If we assume that the DH2 transmission was specially designed for it (albeit using established Allison precepts), then the designers were free to size the torque converter and its cooling system to meet the mission requirements. On the question of MCS and CTE, perhaps it was thought that there was no real advantage in having a CTE larger than that which typical adhesion conditions allowed, and so they settled upon the “25%” number as being a reasonable target. And on the curve, that corresponded to 2.5 mile/h, quite reasonable for the MCS.

Returning to the SW900, 57 000 lbf at 3 mile/h corresponds to 456 hp, well down on the 900 hp available at the main generator input. Whilst transmission efficiency is lower at low speeds where traction motor currents are higher, and so consequently are ohmic losses, in part , perhaps in major part, that difference is attributable to the fact that at the bottom of the speed range, the transmission cannot fully load the engine, so the utilization factor is low. Looked at another way, at zero speed with full tractive effort the power is zero. So the power curve ramps up from zero to maximum in the lower speed range, usually with a turnover point below about 10 mile/h, and probably at the low end of the range for switching locomotives.

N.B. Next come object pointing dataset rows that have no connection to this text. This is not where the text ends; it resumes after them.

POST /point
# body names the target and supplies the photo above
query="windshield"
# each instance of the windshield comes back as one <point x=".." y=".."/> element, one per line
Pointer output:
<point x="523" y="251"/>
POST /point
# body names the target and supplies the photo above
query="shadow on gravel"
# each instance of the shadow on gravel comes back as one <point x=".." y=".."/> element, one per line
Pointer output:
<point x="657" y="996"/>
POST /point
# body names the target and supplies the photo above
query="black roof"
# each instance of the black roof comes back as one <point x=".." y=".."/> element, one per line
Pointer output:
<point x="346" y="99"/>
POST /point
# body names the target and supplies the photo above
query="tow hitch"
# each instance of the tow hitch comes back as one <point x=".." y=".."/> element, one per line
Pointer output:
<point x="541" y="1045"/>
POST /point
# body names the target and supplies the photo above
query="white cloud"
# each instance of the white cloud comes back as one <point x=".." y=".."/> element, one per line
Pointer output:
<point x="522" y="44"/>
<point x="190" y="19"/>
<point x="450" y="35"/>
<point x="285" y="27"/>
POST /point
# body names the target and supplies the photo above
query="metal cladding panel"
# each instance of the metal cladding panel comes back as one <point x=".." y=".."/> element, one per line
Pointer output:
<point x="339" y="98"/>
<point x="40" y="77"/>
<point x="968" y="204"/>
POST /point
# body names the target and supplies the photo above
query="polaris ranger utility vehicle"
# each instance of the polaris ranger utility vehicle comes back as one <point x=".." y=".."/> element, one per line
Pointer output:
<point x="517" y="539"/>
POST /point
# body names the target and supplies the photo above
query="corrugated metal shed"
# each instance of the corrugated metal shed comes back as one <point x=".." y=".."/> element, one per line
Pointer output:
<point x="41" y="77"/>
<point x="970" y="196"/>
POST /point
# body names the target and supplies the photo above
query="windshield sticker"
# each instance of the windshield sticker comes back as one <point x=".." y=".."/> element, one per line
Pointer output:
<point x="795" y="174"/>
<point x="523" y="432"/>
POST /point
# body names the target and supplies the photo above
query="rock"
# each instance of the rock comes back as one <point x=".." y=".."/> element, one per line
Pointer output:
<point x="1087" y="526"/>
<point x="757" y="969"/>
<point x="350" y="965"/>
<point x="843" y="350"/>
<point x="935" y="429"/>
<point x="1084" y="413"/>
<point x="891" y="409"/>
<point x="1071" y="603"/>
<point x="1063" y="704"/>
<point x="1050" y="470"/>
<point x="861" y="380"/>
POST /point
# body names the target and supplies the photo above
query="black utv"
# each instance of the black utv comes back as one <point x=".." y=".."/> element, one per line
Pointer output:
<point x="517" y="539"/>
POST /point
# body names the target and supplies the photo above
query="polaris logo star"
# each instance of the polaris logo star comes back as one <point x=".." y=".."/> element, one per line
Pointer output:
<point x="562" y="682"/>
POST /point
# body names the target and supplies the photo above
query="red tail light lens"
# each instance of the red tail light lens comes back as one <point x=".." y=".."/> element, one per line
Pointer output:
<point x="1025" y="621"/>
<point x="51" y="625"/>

In the DH2 case, 57 000 lbf at 2.5 mile/h corresponds to 380 hp, again well down on the 800 hp available. Here a reasonable proportion of that difference would be attributable to power lost to heating the torque converter fluid. Unavoidably, at very low speeds, hydraulic transmissions must operate on the low efficiency part of the torque converter (or 1st torque converter as appropriate) curve. Here are a couple of examples that illustrate that point.

Voith L36r Curves.gif

SCG Torque Converter Transmission Curves.gif

The SCG transmission comprised a single-stage, two-phase torque converter-coupling and a four-speed Wilson planetary gearbox. Note that torque converter efficiency in 1st gear had dropped to 50% at around 2 mile/h. And the tractive effort curve leans to the left of the parabola below 5 mile/h.

The Voith L36r transmission was of the classic Voith triple converter form. 1st converter efficiency has dropped to 50% at around 10% of maximum speed. By the way, Voith is being generous in allowing a 100% utilization factor down to zero speed for the electric transmission comparison case. Rather it would decline somewhat. I’d say that the utilization factors in this case are “gross”, in that they reflect the total engine loading, including power lost to heat, as well a useful power.